Pharma-grade N4-Benzoylcytosine goes beyond minimum thresholds for impurities. Product sheets typically reference key tests like HPLC purity above 99%, loss on drying under 0.5%, and heavy metal content below 10 ppm. Labeling standards for BP, EP, and USP batches require traceability codes, clear expiry dates, and storage instructions to protect against temperature swings that might drive decomposition. I’ve seen plenty of lot certification paperwork that runs longer than a chapter book, but these rules matter when lives depend on what enters the drug supply.

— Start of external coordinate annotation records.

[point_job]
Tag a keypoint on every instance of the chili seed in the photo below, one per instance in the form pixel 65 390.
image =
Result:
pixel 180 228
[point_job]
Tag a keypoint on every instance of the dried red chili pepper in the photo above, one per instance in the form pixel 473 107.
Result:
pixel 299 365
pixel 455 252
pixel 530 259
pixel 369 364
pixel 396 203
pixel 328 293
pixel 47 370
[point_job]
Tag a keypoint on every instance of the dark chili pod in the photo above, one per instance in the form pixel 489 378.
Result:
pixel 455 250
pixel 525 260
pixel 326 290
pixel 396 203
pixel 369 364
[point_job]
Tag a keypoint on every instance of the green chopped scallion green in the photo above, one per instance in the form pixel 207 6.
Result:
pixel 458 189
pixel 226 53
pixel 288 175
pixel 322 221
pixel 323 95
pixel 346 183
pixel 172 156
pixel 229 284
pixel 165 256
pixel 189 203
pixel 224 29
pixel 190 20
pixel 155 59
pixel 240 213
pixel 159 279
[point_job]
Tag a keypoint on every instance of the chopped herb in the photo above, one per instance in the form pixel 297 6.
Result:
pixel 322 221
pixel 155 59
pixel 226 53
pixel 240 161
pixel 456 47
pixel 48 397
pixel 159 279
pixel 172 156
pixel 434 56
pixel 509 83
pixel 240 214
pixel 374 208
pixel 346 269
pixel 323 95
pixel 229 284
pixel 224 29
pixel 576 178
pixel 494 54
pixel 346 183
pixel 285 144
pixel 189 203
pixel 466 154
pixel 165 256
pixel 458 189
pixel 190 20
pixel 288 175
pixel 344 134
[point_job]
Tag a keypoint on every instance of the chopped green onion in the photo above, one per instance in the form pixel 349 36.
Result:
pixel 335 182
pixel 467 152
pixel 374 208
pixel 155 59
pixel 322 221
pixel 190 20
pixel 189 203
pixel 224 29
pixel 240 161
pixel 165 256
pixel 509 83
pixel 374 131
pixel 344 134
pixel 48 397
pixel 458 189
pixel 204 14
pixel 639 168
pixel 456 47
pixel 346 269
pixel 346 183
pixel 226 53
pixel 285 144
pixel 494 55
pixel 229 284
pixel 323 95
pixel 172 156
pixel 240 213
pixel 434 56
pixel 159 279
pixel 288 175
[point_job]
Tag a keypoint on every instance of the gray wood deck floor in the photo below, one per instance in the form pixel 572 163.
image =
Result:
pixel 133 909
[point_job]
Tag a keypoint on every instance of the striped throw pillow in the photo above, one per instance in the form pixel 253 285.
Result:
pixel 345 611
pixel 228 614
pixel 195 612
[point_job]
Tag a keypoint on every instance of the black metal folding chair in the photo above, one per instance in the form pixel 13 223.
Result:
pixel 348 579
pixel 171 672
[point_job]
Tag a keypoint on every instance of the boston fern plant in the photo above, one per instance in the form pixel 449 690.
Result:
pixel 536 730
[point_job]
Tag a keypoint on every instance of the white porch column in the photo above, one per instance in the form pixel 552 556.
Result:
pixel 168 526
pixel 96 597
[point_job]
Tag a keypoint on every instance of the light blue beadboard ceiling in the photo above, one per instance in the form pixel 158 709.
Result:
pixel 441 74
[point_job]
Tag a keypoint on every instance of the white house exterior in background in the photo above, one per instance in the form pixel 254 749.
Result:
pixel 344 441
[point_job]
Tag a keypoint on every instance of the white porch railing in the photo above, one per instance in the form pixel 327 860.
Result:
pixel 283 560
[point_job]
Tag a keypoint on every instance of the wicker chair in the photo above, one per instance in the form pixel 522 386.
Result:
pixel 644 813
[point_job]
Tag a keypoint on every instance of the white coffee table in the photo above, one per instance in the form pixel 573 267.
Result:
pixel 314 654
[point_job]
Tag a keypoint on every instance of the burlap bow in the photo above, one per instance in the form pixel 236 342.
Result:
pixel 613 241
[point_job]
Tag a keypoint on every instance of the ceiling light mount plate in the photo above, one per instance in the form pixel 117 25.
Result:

Synthesis usually starts with cytosine and benzoyl chloride as the main feedstocks. The process takes place in anhydrous solvents, with base present to absorb hydrochloric acid given off in the reaction. By running the process under controlled temperature, chemists avoid over-acylation or formation of unwanted byproducts. After completion, the product gets filtered and may see one or two recrystallization steps before heading to analysis. In some cases, upgraded processes swap out classical hazardous reagents for safer, greener options, aiming to check boxes for both environmental and regulatory goals.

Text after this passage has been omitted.